Abstract: We revisit the large $N$ two-matrix model with $\text{tr}[A,B]^2$ interaction and quartic potentials by the analytic trajectory bootstrap, where $A$ and $B$ represent the two matrices. In the large $N$ limit, we can focus on the single trace moments associated with the words composed of the letters $A$ and $B$. Analytic continuations in the lengths of the words and subwords lead to analytic trajectories of single trace moments and intriguing intersections of different trajectories. Inspired by the one-cut solutions of one-matrix models, we propose some simple ansatzes for the singularity structure of the two-matrix generating functions and the corresponding single trace moments. Together with the self-consistent constraints from the loop equations, we determine the free parameters in the ansatzes and obtain highly accurate solutions for the two-matrix model at a low computational cost.
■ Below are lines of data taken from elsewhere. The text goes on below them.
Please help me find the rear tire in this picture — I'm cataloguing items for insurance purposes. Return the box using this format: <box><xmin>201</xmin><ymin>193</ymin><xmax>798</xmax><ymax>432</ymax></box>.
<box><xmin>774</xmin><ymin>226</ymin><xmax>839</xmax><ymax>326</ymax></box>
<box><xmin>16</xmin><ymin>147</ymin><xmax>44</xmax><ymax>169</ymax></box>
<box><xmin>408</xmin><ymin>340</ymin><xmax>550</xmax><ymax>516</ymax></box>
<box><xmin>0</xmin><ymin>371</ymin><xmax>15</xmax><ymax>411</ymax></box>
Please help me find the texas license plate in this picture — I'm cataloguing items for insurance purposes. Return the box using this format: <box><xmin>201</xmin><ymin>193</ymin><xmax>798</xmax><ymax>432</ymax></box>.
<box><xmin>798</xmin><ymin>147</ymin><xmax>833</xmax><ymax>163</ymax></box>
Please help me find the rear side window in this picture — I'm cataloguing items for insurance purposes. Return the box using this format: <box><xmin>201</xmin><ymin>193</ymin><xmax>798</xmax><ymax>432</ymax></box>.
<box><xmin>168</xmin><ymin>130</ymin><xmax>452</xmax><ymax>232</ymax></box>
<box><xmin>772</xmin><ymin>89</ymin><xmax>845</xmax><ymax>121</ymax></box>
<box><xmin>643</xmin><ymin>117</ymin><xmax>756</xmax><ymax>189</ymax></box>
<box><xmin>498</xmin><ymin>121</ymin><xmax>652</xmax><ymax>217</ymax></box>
For a given length cutoff $L_\text{max}$, our results are within and more accurate than the positivity bounds from the relaxation method, such as about 6-digit accuracy for $L_\text{max}=18$. The convergence pattern suggests that we achieve about $8$-digit accuracy for $L_\text{max}=22$. As the singularity structure is closely related to the eigenvalue distributions, we further present the results for various types of eigenvalue densities. In the end, we study the symmetry breaking solutions using more complicated ansatzes.